Prompt:  Assume you have your first full time teaching job and the principal tells you that you’ve been selected to pilot the  “1 to 1 Project.”  What are your thoughts about the opportunities and challenges that  presents?

Like many others, I believe that technology in the classroom can be a huge asset to teachers and students. A few pros of 1:1 technology is that it gives students who may not have access to technology at home to now have a personal device to complete work at home. It also allows students to easily share information through apps such as Google Docs, Padlet, or Haiku Deck. It also gives students the capability to presenting their learning through difference mediums, such as: videos, voice recordings, power point presentations, and even animations. However, from personal experience of participating in a school that enforced the use of 1:1 laptops, I can also see the cons of incorporating it in the classroom.

As an individual pursuing a career in teaching, I see the use of 1:1 Ipads or laptops as an opportunity for students to connect with a learning style that best suits their digital generation. 20 years ago, teachers had set time aside in class to go to a computer lab, and instruct students how to use a computer.

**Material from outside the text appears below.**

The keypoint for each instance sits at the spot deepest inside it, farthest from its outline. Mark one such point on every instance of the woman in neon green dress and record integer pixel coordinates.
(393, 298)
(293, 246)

Now, Ipads, tablets, and laptops are within arms reach in the classroom, and sometimes students are more technology literate than their teachers. It amazes me as to how easy it is for students to resolve their problems, questions, or confusion by pressing a few buttons. Finding an answer for almost anything can be done with a simple, “Google.”

Although the incorporation of a 1:1 device can easily help students advance in their research, create presentations or videos, and even participate in communities through blog posts such as this, it can also be easily abused. With technology students are capable in completing work at much faster speeds, and with that extra free time students then have the leisure of browsing the Internet, and going off subject within the classroom. Even if the Wi-Fi of a school is able to block content and sites such as Facebook or YouTube, students can be so tech savvy and find proxies to get around it. I mean, I have witnessed teachers ask students how they can get around a system in order to show a YouTube video multiple times. For me it is a fear that even if I do have the power to monitor and check what my students are doing on their computer or tablet, I do not have the time to monitor 15-25 screens constantly to ensure students are not deviating from the class agenda.

Lastly, I strongly believe that handwritten notes and penmanship is a necessary skill in life. Although I understand that having a 1:1 device does not necessarily mean using it for everything in the classroom, I do not want my students constantly relying on a keyboard, online power points, or snapping a picture of class notes to gather information. I want my students to retain information by physically feeling and expressing their thoughts onto a piece of paper. There have been multiple studies done that have concluded that by physically writing individuals are able to retain information better, improve their writing, and remain focused, and I believe that it is because students are able to physically create something, and organize their thoughts in a way that best represents the way they think.

If I were to be put in charge of a 1:1 program, I would want to emphasize that the device is a tool to support learning within in a classroom, rather than attempt to revolve a class agenda to incorporate the technology.